The threat actor known as Lace Tempest has been linked to the exploitation of a zero-day flaw in SysAid IT support software in limited attacks, according to new findings from Microsoft.
Lace Tempest, which is known for distributing the Cl0p ransomware, has in the past leveraged zero-day flaws in MOVEit Transfer and PaperCut servers.
The issue, tracked as CVE-2023-47246, concerns a path traversal flaw that could result in code execution within on-premise installations. It has been patched by SysAid in version 23.3.36 of the software.
“After exploiting the vulnerability, Lace Tempest issued commands via the SysAid software to deliver a malware loader for the Gracewire malware,” Microsoft said.
“This is typically followed by human-operated activity, including lateral movement, data theft, and ransomware deployment.”
According to SysAid, the threat actor has been observed uploading a WAR archive containing a web shell and other payloads into the webroot of the SysAid Tomcat web service.
The web shell, besides providing the threat actor with backdoor access to the compromised host, is used to deliver a PowerShell script that’s designed to execute a loader that, in turn, loads Gracewire.
Also deployed by the attackers is a second PowerShell script that’s used to erase evidence of the exploitation after the malicious payloads had been deployed.
Furthermore, the attack chains are characterized by the use of the MeshCentral Agent as well as PowerShell to download and run Cobalt Strike, a legitimate post-exploitation framework.
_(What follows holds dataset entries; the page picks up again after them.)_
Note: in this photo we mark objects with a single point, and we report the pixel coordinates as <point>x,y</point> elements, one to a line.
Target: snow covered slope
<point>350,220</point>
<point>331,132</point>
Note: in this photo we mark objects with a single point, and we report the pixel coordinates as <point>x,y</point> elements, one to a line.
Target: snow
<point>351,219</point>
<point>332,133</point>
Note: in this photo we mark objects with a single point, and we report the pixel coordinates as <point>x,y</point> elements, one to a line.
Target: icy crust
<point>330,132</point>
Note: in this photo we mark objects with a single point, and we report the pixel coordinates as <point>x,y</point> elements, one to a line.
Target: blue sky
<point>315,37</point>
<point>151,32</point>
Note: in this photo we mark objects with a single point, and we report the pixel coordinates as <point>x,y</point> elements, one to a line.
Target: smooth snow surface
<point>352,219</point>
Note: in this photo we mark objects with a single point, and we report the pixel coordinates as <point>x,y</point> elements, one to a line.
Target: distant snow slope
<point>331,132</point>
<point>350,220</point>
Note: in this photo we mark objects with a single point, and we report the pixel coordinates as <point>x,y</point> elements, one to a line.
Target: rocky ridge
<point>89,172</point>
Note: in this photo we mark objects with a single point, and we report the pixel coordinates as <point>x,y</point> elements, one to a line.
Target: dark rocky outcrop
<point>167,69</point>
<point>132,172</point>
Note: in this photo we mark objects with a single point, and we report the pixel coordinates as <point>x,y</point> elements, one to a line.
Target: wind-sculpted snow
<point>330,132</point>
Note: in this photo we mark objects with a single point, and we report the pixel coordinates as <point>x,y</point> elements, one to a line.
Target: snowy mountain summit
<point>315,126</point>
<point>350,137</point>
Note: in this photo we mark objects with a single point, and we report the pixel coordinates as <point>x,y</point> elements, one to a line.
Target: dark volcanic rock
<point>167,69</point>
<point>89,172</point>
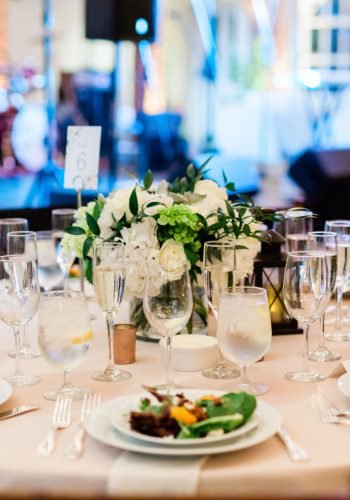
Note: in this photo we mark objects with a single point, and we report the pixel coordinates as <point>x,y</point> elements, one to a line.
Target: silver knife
<point>17,411</point>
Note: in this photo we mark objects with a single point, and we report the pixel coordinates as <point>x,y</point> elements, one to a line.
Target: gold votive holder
<point>124,343</point>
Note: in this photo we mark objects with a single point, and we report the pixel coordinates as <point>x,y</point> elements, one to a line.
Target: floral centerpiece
<point>168,221</point>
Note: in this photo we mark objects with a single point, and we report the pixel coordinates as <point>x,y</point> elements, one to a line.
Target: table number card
<point>82,158</point>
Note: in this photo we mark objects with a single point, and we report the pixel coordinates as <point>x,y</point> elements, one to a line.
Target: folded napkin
<point>136,475</point>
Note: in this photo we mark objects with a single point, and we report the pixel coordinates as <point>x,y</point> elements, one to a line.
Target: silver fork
<point>60,420</point>
<point>75,449</point>
<point>320,398</point>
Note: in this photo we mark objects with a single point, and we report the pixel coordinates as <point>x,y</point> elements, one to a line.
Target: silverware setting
<point>75,449</point>
<point>18,410</point>
<point>295,451</point>
<point>61,419</point>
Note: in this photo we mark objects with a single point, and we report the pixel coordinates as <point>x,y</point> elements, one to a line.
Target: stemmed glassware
<point>219,264</point>
<point>326,243</point>
<point>244,331</point>
<point>23,243</point>
<point>342,229</point>
<point>167,303</point>
<point>19,301</point>
<point>61,218</point>
<point>64,337</point>
<point>109,281</point>
<point>307,288</point>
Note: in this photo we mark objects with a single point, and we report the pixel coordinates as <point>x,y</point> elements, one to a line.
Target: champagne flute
<point>219,263</point>
<point>167,303</point>
<point>61,218</point>
<point>307,288</point>
<point>109,281</point>
<point>19,301</point>
<point>326,243</point>
<point>64,337</point>
<point>342,229</point>
<point>23,243</point>
<point>244,331</point>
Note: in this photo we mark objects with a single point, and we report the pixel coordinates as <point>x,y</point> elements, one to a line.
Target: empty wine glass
<point>65,337</point>
<point>19,301</point>
<point>23,243</point>
<point>219,265</point>
<point>342,229</point>
<point>167,303</point>
<point>109,281</point>
<point>326,243</point>
<point>245,331</point>
<point>307,289</point>
<point>61,218</point>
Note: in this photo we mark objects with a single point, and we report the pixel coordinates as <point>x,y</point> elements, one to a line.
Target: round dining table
<point>264,470</point>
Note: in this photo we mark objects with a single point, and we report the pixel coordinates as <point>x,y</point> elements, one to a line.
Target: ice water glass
<point>19,301</point>
<point>244,331</point>
<point>307,289</point>
<point>65,337</point>
<point>167,303</point>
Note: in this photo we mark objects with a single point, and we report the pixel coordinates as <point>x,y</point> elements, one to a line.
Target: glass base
<point>305,376</point>
<point>20,380</point>
<point>221,373</point>
<point>25,352</point>
<point>323,354</point>
<point>109,375</point>
<point>72,392</point>
<point>255,389</point>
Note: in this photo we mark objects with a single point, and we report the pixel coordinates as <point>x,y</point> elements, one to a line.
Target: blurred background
<point>263,85</point>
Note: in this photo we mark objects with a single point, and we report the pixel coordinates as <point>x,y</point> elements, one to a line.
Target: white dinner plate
<point>6,391</point>
<point>344,384</point>
<point>99,426</point>
<point>120,420</point>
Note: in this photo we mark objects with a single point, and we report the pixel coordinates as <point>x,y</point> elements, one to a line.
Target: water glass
<point>65,337</point>
<point>109,281</point>
<point>19,301</point>
<point>167,303</point>
<point>245,331</point>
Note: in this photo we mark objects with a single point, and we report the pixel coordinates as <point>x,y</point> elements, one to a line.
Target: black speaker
<point>116,20</point>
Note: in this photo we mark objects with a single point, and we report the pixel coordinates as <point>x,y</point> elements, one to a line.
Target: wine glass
<point>167,303</point>
<point>19,301</point>
<point>307,288</point>
<point>219,263</point>
<point>50,274</point>
<point>298,223</point>
<point>342,229</point>
<point>23,243</point>
<point>245,331</point>
<point>109,281</point>
<point>61,218</point>
<point>326,243</point>
<point>65,337</point>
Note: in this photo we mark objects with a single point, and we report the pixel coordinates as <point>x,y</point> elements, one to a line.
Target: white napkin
<point>136,475</point>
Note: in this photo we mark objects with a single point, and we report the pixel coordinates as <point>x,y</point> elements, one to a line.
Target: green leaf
<point>75,230</point>
<point>87,246</point>
<point>92,223</point>
<point>148,180</point>
<point>133,202</point>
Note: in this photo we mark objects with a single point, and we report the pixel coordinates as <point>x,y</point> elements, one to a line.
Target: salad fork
<point>60,420</point>
<point>75,449</point>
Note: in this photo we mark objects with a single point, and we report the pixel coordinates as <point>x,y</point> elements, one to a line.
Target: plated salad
<point>176,417</point>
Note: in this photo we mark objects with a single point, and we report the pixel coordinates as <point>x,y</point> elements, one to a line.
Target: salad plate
<point>99,426</point>
<point>6,391</point>
<point>121,414</point>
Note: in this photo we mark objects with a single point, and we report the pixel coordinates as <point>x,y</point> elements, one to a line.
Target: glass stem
<point>168,363</point>
<point>339,301</point>
<point>110,325</point>
<point>305,365</point>
<point>17,330</point>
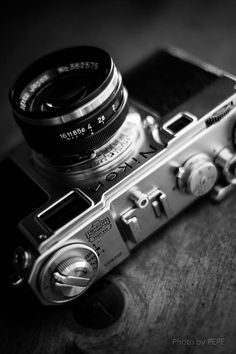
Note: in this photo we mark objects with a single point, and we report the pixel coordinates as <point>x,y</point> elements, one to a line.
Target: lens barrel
<point>69,102</point>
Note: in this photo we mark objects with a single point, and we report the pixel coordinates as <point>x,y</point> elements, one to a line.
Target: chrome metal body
<point>131,196</point>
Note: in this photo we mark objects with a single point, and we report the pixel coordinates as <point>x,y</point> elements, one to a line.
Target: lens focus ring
<point>69,102</point>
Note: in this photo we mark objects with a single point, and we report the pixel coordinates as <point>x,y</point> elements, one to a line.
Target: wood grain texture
<point>179,284</point>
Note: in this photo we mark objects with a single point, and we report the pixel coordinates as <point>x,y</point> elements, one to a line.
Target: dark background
<point>128,29</point>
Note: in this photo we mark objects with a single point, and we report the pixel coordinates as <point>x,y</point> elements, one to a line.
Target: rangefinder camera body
<point>112,170</point>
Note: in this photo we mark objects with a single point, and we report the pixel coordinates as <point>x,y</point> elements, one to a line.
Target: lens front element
<point>69,102</point>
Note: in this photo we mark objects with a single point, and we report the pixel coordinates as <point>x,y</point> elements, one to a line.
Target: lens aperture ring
<point>73,138</point>
<point>70,102</point>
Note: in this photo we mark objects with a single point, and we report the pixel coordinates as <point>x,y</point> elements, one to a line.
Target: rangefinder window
<point>178,123</point>
<point>65,211</point>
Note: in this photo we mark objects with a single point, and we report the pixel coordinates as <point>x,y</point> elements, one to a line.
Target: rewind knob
<point>197,176</point>
<point>68,272</point>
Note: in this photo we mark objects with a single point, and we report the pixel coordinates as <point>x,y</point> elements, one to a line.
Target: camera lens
<point>69,102</point>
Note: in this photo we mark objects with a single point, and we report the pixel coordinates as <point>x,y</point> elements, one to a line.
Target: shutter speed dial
<point>197,176</point>
<point>68,273</point>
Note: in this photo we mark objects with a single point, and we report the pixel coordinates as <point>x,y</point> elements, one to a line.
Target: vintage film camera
<point>108,171</point>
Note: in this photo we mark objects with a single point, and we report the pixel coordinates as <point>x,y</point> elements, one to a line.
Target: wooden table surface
<point>178,288</point>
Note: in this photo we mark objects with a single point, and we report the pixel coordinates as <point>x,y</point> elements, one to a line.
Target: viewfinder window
<point>65,210</point>
<point>181,122</point>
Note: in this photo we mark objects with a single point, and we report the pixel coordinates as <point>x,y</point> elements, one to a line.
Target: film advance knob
<point>197,176</point>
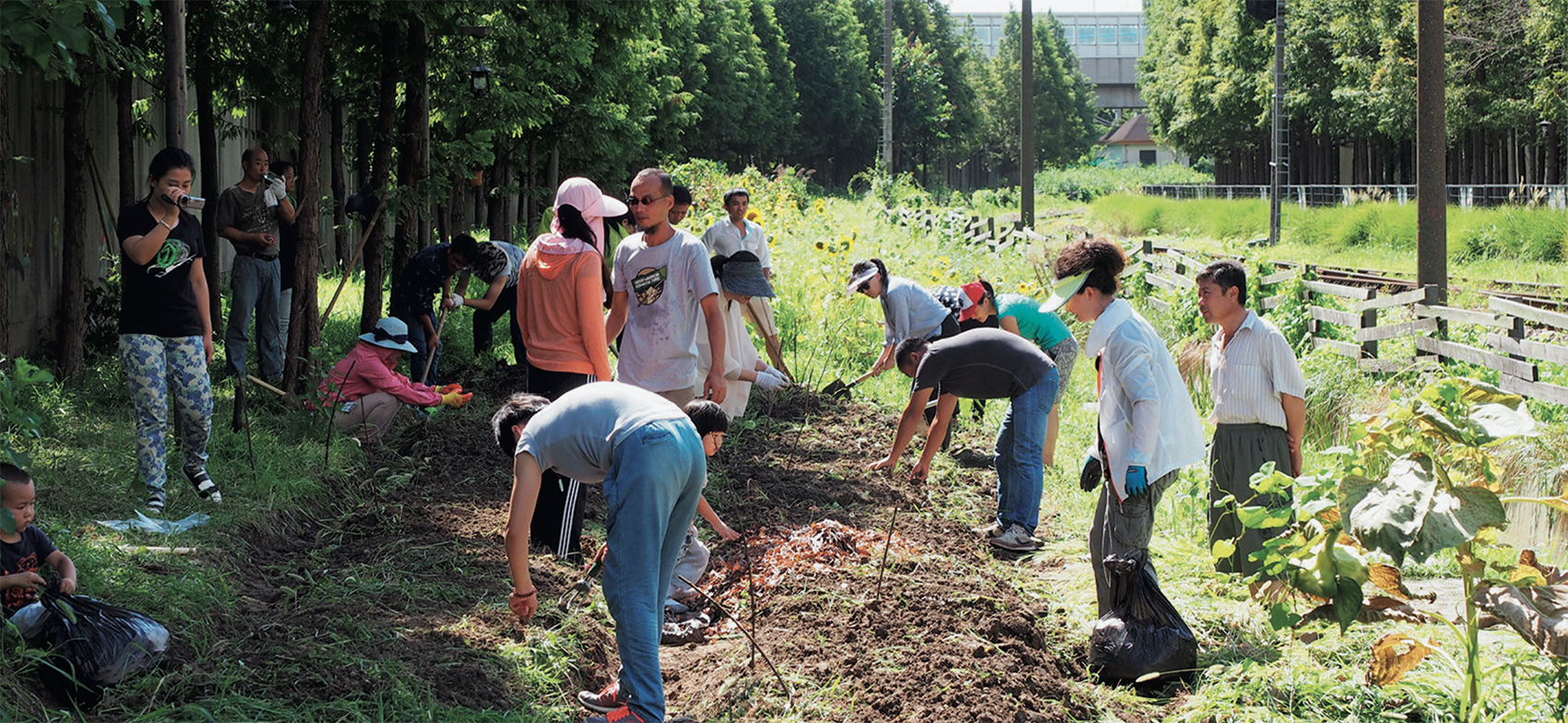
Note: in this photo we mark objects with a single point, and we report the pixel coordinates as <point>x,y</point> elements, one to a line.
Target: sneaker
<point>1016,539</point>
<point>992,530</point>
<point>204,485</point>
<point>618,716</point>
<point>606,700</point>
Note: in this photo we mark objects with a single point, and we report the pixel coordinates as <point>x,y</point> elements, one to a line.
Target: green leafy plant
<point>1420,480</point>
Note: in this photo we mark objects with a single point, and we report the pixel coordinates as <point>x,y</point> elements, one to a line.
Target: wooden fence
<point>1512,328</point>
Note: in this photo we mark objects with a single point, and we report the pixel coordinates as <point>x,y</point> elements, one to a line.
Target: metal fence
<point>1465,196</point>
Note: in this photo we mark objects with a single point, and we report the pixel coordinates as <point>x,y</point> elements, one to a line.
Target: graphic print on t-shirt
<point>15,598</point>
<point>172,256</point>
<point>649,284</point>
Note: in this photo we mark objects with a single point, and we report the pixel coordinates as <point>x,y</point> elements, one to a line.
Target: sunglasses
<point>643,201</point>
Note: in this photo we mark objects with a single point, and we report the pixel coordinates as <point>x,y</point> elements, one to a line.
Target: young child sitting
<point>24,551</point>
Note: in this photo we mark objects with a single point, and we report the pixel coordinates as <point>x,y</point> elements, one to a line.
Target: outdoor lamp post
<point>479,80</point>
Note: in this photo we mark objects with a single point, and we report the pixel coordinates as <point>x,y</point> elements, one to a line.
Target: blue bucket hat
<point>389,333</point>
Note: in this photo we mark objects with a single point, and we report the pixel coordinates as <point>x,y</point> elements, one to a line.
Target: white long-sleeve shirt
<point>1145,413</point>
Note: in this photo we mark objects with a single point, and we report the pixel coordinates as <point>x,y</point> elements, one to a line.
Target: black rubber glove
<point>1092,474</point>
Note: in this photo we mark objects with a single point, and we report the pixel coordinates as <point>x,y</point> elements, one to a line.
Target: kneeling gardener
<point>985,364</point>
<point>651,461</point>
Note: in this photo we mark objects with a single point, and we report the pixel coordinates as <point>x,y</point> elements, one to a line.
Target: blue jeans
<point>651,492</point>
<point>255,286</point>
<point>422,342</point>
<point>1019,471</point>
<point>161,369</point>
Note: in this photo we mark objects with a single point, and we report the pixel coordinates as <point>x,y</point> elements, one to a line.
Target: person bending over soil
<point>985,364</point>
<point>649,458</point>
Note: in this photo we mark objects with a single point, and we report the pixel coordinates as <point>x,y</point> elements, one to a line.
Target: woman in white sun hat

Organizations that use SysAid are highly recommended to apply the patches as soon as possible to thwart potential ransomware attacks as well as scan their environments for signs of exploitation prior to patching.
The development comes as the U.S. Federal Bureau of Investigation (FBI) warned that ransomware attackers are targeting third-party vendors and legitimate system tools to compromise businesses.
“As of June 2023, the Silent Ransom Group (SRG), also called Luna Moth, conducted callback phishing data theft and extortion attacks by sending victims a phone number in a phishing attempt, usually relating to pending charges on the victims’ account,” FBI said.
Should a victim fall for the ruse and call the provided phone number, the malicious actors directed them to install a legitimate system management tool via a link provided in a follow-up email.”
The attackers then used the management tool to install other authentic software that can be repurposed for malicious activity, the agency noted, adding the actors compromised local files and network shared drives, exfiltrated victim data, and extorted the companies.